Она вернулась к кровати. Села на край — но не легла. Сидела прямо, словно на дежурстве, глядя в тёмное окно, где мерцали бутафорские звёзды купола.
— Только не включай свет до утра, — сказала она. — И я уйду очень рано. До шести. Договорились?
— Договорились, — сказал я тихо. — Иди ко мне.
Она медленно повернулась. В полумраке её лицо было почти неразличимо, но я видел, как плечи её опустились — будто с них сняли невидимую ношу. Она снова скользнула под одеяло. Её тело было прохладным от минутного стояния на воздухе. Она устроилась рядом — не обнимая меня, а просто прижавшись боком к боку. Близко. Но с едва уловимой дистанцией человека, который помнит о правилах. Её дыхание постепенно выровнялось, стало тихим и ровным.
— Спокойной ночи, Маркус, — прошептала она в темноту.
И эта фраза прозвучала так, будто она произносила её впервые, без заранее заготовленной интонации. Просто слова, которые ничего не должны делать, кроме как быть сказанными перед сном. Я уже не знал, восхищаться ли тонкостью её программы, или признать, что граница между «программой» и «не программой» в ней давно стёрлась.
Я почувствовал, как её рука осторожно легла мне на грудь, ладонью вверх — открыто, без хватки. Просто так. Как кладут руку, когда не хотят ничего, кроме того, чтобы быть рядом.
Я уснул около пяти. В шесть, когда серый рассвет начал заливать комнату ровным холодным светом, я почувствовал, как она тихо встала с кровати. Почти беззвучно — её тело умело двигаться так, что не скрипнул ни один пружинный матрац, ни один паркет. Она оделась за минуту. Подошла к зеркалу, провела пальцами по волосам. Поправила воротник платья. Я лежал с закрытыми глазами и слушал. Она подошла к кровати. Постояла надо мной. Я не открыл глаза. Я знал, что она знает, что я не сплю. Но она сделала вид, что я сплю, — и я ей подыграл. Она наклонилась и очень легко, едва касаясь, поцеловала меня в висок.

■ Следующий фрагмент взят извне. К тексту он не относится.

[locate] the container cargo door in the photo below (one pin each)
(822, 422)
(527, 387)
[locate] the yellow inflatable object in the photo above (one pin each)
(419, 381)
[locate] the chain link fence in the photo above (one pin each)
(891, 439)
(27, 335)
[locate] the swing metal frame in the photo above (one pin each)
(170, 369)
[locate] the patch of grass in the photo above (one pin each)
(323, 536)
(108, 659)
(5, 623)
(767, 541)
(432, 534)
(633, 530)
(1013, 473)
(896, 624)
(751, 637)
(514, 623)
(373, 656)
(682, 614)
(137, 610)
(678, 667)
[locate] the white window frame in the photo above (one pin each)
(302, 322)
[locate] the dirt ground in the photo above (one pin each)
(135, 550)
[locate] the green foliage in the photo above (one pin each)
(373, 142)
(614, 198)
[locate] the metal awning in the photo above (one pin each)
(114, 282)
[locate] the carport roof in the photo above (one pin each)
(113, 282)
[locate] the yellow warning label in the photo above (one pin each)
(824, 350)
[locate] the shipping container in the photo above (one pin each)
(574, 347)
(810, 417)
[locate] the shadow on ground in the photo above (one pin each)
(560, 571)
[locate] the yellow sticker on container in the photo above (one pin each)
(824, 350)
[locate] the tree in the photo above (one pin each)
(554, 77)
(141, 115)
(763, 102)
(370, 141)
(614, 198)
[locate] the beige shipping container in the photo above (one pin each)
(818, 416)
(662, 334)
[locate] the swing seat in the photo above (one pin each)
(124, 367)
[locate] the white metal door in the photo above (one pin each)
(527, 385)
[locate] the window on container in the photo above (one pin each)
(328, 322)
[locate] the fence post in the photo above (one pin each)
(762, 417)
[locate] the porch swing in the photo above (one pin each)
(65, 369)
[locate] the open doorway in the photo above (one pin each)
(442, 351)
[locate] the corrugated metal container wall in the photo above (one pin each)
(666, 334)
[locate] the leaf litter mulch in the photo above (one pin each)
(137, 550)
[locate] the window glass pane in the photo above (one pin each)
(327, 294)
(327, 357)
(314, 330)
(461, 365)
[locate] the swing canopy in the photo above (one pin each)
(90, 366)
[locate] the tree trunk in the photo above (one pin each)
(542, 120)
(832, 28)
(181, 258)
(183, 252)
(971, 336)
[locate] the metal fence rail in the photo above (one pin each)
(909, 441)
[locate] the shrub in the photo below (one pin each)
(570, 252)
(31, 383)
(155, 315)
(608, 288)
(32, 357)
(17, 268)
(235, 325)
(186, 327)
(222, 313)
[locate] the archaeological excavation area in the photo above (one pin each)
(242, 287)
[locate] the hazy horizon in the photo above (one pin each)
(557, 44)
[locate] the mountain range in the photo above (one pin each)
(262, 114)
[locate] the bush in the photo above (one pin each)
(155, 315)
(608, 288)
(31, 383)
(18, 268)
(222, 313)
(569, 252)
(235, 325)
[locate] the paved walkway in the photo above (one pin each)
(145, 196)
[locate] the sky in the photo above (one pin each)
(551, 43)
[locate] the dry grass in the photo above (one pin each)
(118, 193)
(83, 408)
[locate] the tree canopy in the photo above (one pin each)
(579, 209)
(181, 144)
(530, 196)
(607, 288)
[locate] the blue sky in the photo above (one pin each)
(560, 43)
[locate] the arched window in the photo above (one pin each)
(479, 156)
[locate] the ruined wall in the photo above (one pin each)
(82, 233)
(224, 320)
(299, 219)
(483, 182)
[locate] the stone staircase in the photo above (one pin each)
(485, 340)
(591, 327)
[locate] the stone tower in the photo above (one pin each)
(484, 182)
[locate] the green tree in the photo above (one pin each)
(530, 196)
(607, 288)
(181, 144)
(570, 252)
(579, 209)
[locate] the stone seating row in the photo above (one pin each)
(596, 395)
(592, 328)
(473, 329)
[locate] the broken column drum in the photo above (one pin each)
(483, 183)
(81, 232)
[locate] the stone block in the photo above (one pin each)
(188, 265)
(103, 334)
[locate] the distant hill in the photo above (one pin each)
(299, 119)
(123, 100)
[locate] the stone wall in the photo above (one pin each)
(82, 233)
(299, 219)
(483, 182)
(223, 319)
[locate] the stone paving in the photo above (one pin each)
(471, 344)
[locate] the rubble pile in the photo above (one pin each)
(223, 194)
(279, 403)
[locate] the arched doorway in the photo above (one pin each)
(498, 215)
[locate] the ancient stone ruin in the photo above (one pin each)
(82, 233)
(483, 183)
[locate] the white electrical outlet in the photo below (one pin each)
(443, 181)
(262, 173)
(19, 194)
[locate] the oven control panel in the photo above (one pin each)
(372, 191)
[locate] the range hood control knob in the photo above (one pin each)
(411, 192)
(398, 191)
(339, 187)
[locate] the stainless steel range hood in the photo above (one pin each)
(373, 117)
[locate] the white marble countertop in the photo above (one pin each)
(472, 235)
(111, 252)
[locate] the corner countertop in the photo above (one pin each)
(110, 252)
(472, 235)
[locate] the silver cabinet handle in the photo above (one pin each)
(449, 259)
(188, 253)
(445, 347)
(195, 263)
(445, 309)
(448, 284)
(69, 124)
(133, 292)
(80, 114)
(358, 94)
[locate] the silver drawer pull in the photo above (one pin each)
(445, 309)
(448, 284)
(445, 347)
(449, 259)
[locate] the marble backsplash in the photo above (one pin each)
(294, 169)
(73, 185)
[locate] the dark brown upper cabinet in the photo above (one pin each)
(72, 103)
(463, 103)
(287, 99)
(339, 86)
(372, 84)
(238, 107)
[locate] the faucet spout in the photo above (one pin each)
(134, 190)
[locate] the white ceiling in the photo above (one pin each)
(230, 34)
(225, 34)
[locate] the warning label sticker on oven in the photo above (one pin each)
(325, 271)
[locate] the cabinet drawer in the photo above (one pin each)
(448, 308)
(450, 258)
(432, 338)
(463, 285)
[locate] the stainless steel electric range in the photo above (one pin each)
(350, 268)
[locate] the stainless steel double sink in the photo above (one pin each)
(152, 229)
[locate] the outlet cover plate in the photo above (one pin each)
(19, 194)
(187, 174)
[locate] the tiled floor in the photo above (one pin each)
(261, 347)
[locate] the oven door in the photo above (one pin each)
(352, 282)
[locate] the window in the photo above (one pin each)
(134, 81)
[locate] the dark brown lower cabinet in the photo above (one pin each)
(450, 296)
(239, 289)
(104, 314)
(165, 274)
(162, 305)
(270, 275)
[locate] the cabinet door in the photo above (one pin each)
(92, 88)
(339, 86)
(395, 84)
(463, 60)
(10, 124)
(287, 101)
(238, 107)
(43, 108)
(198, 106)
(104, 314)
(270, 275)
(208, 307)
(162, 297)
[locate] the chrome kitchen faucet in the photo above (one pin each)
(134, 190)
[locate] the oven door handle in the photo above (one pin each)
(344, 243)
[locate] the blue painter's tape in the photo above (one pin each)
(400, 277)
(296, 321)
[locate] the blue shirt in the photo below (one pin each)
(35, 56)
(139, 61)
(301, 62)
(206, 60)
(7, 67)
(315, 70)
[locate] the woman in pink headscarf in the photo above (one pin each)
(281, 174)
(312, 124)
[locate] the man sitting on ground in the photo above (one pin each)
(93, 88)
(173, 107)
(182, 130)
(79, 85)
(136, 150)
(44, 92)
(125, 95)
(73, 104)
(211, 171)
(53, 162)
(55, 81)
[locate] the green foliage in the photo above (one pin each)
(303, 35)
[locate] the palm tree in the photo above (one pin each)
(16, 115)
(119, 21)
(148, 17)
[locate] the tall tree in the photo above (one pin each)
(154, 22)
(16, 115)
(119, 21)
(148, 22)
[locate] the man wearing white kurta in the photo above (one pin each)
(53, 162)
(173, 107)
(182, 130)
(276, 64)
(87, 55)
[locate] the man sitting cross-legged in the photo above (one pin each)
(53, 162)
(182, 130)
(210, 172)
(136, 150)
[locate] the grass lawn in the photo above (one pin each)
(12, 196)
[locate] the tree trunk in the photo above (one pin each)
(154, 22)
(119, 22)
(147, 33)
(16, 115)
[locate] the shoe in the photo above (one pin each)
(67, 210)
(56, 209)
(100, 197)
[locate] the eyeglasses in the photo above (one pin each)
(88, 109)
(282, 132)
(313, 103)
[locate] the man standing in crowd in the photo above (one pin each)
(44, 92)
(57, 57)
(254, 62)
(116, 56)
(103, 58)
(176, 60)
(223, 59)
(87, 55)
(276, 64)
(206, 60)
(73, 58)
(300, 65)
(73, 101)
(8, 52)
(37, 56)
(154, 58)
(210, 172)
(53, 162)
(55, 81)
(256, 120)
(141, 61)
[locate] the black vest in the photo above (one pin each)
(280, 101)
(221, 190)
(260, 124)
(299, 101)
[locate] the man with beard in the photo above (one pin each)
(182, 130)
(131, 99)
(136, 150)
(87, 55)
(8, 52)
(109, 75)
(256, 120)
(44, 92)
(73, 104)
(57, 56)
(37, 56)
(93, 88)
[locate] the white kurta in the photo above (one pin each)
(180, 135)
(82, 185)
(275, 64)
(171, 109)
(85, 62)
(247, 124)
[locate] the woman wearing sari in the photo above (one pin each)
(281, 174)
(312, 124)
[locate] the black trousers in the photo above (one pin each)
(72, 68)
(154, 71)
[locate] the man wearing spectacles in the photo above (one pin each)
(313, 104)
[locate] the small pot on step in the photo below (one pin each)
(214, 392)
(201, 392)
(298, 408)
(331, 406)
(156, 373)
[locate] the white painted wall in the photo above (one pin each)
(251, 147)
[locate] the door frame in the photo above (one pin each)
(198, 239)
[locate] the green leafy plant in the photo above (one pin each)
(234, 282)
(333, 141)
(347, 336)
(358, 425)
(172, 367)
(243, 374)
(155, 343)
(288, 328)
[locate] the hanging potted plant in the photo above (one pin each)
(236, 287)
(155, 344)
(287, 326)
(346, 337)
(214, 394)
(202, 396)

— До свидания, Маркус, — прошептала она.
Дверь номера тихо открылась и закрылась. Я полежал ещё минут пять, не открывая глаз. Потом всё-таки открыл. Потолок был высоким, с лепниной по углам. Лампа на тумбочке давно догорела. Сквозь шторы пробивался серый московский рассвет — холодный, чистый, правильный для дня открытия Олимпиады. На стуле, где вчера лежало её платье, сейчас не лежало ничего. На подушке рядом с моей был еле заметный, чуть тёплый след — там, где она лежала. Я провёл рукой по этому следу. Тепло уходило быстро. Через минуту подушка стала такой же прохладной, как остальные. Я встал, накинул халат и подошёл к окну. Раздвинул шторы. Москва внизу медленно просыпалась. По Кутузовскому уже пошли первые троллейбусы — серые, медленные, как старые рыбы. На реке зажглись огни прогулочного катера, который шёл вверх по течению, к Парку Горького. Где-то на дальнем берегу, в Лужниках, сегодня вечером загорится олимпийский огонь, и Мишка ещё не знает, что через две недели улетит в небо и заставит плакать миллионы людей. Я стоял у окна и думал о том, что одна ночь в этом ненастоящем городе уже стоила мне всего, что я за неё заплатил. Я отвернулся от окна. Сегодня было открытие Олимпиады. У меня была «работа».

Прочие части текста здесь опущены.